When talking about traditional messaging systems, there are two major domains: Message Queue (Point-to-Point Messaging) and Publish/Subscribe Messaging.
Message Queue: the first and apparent difference is that message will be deleted from the queue after receiving confirmation from consumer while in Kafka, records will be kept until the retention period expires. Secondly, multi-subscriber for different kind of processing on the message is not possible for message queue while it is feasible in Kafka via consumer group concept. In both systems, horizontal scalability is possible by adding more than one consumers to a queue in the case of Message Queue and adding more consumers in one group in Kafka. However, in Message Queue, it is important that every message gets consumed by one consumer. Other than that, messages can reach consumers differently and out-of-order even though they arrive at the queue with the right temporal order. In Kafka, the order of records being read in a partition is guaranteed since each partition is read by only one consumer.
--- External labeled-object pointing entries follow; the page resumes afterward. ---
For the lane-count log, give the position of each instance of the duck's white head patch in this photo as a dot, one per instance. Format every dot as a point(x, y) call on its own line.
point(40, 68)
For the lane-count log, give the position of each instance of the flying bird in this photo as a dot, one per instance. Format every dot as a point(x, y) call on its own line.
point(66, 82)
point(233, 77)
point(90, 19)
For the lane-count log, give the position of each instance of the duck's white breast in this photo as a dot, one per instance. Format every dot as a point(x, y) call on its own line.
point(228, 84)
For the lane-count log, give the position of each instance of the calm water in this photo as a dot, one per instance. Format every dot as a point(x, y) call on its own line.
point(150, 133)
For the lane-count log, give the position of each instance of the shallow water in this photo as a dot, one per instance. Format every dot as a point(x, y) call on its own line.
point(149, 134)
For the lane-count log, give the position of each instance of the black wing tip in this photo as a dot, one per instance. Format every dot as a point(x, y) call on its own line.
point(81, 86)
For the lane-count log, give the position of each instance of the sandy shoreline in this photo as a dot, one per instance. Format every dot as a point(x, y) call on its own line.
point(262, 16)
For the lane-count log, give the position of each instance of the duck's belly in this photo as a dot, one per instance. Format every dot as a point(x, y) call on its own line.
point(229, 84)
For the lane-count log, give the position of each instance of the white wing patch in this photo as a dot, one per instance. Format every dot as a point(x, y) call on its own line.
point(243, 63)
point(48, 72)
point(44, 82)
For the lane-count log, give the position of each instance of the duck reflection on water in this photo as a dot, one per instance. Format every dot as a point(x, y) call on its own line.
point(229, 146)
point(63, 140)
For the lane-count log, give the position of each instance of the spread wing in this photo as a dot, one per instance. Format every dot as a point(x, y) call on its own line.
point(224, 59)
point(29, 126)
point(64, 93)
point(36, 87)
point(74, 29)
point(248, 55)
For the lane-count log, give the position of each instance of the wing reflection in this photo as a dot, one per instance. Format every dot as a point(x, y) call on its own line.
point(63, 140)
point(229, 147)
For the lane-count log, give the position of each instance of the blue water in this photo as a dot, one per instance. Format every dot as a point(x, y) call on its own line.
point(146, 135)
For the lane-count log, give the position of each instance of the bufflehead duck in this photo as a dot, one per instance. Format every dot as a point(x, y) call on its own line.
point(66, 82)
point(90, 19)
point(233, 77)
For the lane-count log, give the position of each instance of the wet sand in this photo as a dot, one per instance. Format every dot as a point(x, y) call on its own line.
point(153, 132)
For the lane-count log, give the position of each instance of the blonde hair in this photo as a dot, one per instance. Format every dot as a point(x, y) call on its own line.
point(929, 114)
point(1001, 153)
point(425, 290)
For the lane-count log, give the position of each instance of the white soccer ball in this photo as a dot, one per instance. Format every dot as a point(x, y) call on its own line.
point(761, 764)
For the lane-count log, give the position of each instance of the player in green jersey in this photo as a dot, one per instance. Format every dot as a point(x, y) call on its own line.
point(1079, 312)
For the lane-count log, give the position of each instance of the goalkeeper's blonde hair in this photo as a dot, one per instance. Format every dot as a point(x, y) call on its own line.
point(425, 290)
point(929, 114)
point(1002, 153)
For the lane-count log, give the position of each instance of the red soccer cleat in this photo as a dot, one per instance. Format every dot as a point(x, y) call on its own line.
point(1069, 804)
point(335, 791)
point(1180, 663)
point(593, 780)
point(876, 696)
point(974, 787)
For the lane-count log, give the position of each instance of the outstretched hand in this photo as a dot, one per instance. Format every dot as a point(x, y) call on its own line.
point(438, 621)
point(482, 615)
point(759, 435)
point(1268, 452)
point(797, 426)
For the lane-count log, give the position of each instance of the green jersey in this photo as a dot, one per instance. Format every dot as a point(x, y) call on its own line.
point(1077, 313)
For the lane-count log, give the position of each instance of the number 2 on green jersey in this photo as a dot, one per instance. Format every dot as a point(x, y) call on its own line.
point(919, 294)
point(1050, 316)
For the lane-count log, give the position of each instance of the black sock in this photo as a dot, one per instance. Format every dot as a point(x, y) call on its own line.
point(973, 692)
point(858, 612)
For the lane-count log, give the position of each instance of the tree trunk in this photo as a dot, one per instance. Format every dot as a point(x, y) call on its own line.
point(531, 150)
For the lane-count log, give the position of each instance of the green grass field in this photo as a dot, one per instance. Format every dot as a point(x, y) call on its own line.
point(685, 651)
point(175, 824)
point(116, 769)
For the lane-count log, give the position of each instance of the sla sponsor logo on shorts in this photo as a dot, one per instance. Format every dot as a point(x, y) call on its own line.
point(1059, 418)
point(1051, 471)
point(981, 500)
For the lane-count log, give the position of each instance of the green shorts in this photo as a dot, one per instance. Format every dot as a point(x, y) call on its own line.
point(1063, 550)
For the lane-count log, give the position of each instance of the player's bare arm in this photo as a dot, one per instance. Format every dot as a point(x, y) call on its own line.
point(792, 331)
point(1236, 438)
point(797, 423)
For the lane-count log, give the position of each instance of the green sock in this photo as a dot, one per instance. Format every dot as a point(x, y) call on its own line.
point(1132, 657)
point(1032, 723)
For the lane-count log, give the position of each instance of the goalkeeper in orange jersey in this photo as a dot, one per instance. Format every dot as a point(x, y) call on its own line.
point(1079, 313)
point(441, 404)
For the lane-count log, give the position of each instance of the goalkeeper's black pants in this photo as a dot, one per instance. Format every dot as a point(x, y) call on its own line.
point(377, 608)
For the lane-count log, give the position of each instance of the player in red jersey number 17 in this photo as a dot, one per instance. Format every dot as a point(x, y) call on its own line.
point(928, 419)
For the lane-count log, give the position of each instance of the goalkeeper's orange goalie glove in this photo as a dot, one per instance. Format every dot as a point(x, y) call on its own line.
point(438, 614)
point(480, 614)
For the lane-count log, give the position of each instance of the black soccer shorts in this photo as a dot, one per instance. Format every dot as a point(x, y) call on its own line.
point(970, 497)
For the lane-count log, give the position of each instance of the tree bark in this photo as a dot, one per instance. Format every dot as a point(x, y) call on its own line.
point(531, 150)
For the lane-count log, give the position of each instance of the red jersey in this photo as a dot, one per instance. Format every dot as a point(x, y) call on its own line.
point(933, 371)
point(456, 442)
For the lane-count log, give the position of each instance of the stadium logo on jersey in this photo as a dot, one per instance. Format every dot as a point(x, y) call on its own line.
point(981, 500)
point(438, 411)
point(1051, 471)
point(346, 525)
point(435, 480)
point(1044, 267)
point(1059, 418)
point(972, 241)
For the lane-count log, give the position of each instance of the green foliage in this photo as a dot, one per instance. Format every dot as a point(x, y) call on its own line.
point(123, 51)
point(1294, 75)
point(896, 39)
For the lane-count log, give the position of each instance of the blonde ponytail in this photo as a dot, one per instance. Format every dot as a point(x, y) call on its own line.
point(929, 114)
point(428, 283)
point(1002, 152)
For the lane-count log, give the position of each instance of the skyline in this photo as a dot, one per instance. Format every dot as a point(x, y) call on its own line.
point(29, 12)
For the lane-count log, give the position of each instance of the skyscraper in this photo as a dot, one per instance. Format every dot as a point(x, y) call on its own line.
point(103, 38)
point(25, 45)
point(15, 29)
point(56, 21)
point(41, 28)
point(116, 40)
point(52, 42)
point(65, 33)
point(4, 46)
Publish/Subscribe Messaging: inspecting on an abstract level, Kafka uses Publish/Subscribe concept in its core. Both systems can be used to delivered message to multiple subscribers. In Publish/Subscribe Messaging, messages can also be retained using durable subscription as well. Nevertheless, looking deeper into the implementation, horizontal scalability in Publish/Subscribe is not possible since message will be sent to every subscribers of the topic. On the other hand, with Kafka, multi-subscriber can be achieved via consumer groups and scalability is possible in each group with the concept of partition.
As can be seen from the image, for Publish/Subscribe messaging, all subscribers will receive the same messages published to the topic by publisher. In Kafka, all consumer groups subscribed to the topic can read from it. Moreover, in consumer group 1, there are two competing consumers 1 and 2 reading in parallel from partition 0 and 1. In case of growing topic, more consumers can be added to each consumer group to process the topic faster.
Kafka is even more than a messaging broker service. One of the key capabilities of Kafka is persisting enormous streams of records in the right arriving order. Therefore, with carefulness being taken, Kafka could be the solution for the backend of Event-Sourcing-based applications. Moreover, with Connector API and Streams API, Kafka has taken it to a higher level and provided an adequate platform for processing streaming data in addition to help transmitting stream of records between clients. Apart from Kafka Streams API, there are numerous stream processing frameworks already available. Each of them has its own pros and cons and should be carefully chosen depending on different use cases. A later blogpost in this series will give a more in-depth discussion on this topic of stream processing.
In this blogpost, we have determined what Kafka is and looked through some of its concepts. A comparison between Kafka and old messaging system has been drawn out as well. In subsequent blogposts in this series, we will continue to go through more topics of Kafka like stream processing and Kafka Streams API, how to build up a simple application using Kafka, and discussion about Confluent Platform.